Simpson's reasons for heading west aren't difficult to understand. There was the solid job offer, of course, but there was also the fact that there was more competition for jobs in his field in Toronto, thus making career advancement difficult. Calgary also offered "great progressive technology," says Simpson, who spent a year working for IBM in Dublin, Ireland.

JOB OFFERS


For Borisenko, a Russian and a native of Novosibirsk in Siberia, there were job offers from Edmonton and Vancouver, but she opted for Calgary instead because she considered the city a good place to start her career. In Calgary she handles 400 accounts both retail and industrial, including small plazas and gas bars.

During an interview, Borisenko, who's been in Canada five years, joked that Calgary's weather reminded her of home -- that day it was 40 degrees below -- but she's super-serious about the effort that was required from her to graduate from Seneca.

"I sacrificed everything for eight months," she says.

Both Simpson and Borisenko took Seneca's accelerated program in Real Property Administration, grinding their way to graduation in eight months.

And it was a grind. Simpson readily admits the program was a challenge despite his degree in sociology and says one of the toughest courses he took was statistical modelling. Other courses in the program include appraisal theory, real estate law and "a lot of financial math," he says.

For Borisenko, who has a degree in computer science and worked as a programmer for eight years back home, there was the added burden of studying in English. "It was hard; it wasn't easy for me. But my English skills went up substantially."

RECRUITING


Paul Sloggett, Seneca's Real Property Administration co-ordinator, says his students are being recruited by companies all through western Canada, with representatives from Calgary slated to come back to talk to this year's graduating class and Edmonton representatives visiting this week.

However, Sloggett says not all of his students will be qualified to accept interviews with both cities since Calgary requires its hires to have a degree as well as the Real Property Administration certificate. Edmonton asks for only a diploma and the certificate.

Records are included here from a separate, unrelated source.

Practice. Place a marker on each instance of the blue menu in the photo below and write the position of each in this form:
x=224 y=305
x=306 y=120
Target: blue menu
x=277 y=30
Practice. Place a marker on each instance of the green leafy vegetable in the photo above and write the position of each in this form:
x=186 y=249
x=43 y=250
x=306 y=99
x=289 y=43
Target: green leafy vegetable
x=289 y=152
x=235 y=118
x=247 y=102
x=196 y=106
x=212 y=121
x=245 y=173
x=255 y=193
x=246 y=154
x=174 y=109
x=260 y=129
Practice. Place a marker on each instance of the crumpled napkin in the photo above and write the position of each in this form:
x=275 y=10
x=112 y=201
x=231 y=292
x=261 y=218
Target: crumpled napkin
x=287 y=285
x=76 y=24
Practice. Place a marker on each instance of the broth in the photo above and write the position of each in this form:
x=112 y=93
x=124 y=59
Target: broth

The program at Seneca, taught in partnership with the University of British Columbia, is unique, Sloggett explains. Its graduates are welcome in every province without additional training, he says, and this May, Seneca faculty hired by Alberta is going to the province to teach the program's curriculum.

More teaching may mean more graduates, Sloggett says, but Seneca is careful not to saturate the market. The college turns out just 25 to 30 graduates a year. After all, there are limits even to what Alberta can absorb.